In general, stock price movement is a consequence of a lot of different events, but it can be easily predicted. For this purpose, a trader should understand several key factors affecting share prices in the stock market. In the article, readers will see four nuances, which are required to conduct correct technical analysis.
These include internal (company-related) factors, as well as events of a planetary scale. For instance,
on March 12, 2020, the day after countries started to ban traveling from Europe due to the Covid-19 pandemic, airline stocks sank significantly: United Airlines — by almost 16%, Delta Air Lines — by almost 15%, Southwest Airlines — by 14.3%.
Factor #1: Supply and demand
The first and most important factor is demand and supply in the stock market. Two basic principles:
- If demand > supply, then the stock price is likely to rise.
- If demand < supply, then the price of the stock is likely to fall.
To understand how stock price changes, it`s worth remembering that the ask price and the offer price may differ. Their difference is called the spread, and it’s an excellent indicator of the asset’s liquidity. For example, imagine that the last trade in stock was $100 for 100 shares.
The next bids for the same share are 100 shares at $99.90, then 100 shares at $99.80. In this case, buy orders include orders for 50 shares at $100.10, then 50 shares at $100.20. Thus, the spread between bid and offer is $0.20, indicating a lack of liquidity as neither buyers nor sellers can reach a compromise.
Factor #2: Outstanding shares
Also, the factors affecting the stock market include the total number of emitted shares. This is the total number of shares issued by the firm, and the float-free number of values shows how many shares are actually available for trading. The public shares are free to trade on the open market at any time. However, when considering why stocks go up and down, note that the actual number of shares available is a real mystery, as the number of buyers and sellers at any given time can be limited.

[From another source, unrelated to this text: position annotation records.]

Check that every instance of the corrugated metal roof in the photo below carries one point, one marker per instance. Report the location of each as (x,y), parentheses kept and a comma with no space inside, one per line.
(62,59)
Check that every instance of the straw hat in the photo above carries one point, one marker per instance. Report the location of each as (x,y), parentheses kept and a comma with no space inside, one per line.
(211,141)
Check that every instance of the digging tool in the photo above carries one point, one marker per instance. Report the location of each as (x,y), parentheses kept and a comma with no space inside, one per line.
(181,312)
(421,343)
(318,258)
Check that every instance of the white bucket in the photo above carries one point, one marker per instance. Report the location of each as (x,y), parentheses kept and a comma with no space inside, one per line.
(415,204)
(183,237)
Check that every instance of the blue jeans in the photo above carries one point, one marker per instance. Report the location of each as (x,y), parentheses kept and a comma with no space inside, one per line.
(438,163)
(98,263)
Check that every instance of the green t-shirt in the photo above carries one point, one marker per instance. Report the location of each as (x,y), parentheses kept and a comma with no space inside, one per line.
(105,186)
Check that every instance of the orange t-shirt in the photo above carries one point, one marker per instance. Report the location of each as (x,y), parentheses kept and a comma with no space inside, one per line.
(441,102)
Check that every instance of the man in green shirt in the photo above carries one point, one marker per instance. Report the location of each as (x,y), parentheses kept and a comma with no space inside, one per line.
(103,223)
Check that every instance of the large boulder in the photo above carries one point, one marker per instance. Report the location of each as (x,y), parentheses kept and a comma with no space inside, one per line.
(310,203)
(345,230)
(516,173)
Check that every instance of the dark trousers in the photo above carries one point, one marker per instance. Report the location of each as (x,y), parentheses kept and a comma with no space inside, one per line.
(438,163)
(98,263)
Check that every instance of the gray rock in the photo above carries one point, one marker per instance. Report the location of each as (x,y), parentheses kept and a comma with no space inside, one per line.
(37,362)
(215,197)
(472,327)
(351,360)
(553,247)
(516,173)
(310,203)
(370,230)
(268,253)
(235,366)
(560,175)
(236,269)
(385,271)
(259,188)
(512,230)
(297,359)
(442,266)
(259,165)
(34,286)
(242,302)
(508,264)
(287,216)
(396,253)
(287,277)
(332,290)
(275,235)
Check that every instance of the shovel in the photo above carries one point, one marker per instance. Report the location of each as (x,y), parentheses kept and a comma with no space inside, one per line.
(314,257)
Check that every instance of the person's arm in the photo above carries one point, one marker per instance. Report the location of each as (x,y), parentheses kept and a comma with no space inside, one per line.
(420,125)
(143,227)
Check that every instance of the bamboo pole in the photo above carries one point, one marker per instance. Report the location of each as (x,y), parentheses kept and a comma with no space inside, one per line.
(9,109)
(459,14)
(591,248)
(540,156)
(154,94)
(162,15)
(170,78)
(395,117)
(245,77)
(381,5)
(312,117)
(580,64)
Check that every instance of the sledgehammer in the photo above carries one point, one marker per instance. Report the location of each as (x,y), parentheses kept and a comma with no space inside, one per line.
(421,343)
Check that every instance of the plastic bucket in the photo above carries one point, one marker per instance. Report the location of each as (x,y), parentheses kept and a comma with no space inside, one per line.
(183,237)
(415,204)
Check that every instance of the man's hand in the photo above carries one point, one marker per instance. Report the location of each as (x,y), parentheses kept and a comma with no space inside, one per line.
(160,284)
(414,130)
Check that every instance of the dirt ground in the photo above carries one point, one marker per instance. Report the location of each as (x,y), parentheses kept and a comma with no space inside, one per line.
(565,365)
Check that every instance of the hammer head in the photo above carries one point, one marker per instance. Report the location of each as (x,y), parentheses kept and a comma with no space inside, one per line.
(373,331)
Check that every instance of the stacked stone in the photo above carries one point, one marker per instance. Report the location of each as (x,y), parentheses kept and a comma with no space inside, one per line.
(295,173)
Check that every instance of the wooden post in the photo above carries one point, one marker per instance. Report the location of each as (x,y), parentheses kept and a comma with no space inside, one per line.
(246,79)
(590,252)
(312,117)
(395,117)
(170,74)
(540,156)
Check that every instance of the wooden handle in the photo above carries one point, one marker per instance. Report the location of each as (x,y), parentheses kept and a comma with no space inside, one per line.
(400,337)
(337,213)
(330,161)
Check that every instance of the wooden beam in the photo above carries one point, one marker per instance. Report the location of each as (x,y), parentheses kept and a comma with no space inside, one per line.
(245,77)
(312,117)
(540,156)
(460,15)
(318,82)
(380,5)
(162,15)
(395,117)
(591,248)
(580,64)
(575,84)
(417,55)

However, traders can approximate its range. If there are not many free floats, supply is low and less demand is required to push the price up. Conversely, if a company has a lot of publicly traded shares, the offer is large.
Factor #3: Financial parameters of a company
If you want to understand how to know share price will increase, then you should regularly analyze the financial performance of a company, which reflects the results of their operations. Only this data can show the real value of a company’s assets and warn the trader about a possible stock fall.
Typically, as you explore how to know share price will increase or decrease, it`s worth examining the following parameters:
- P/E known as price/earnings coefficient;
- P/S known as price/sales coefficient;
- free cash flow;
- enterprise value.
In addition, if you are interested in why the company`s share price increases or decreases, be sure to read the key related news. Perhaps the firm has published a quarterly financial report or announced the opening of another branch, etc.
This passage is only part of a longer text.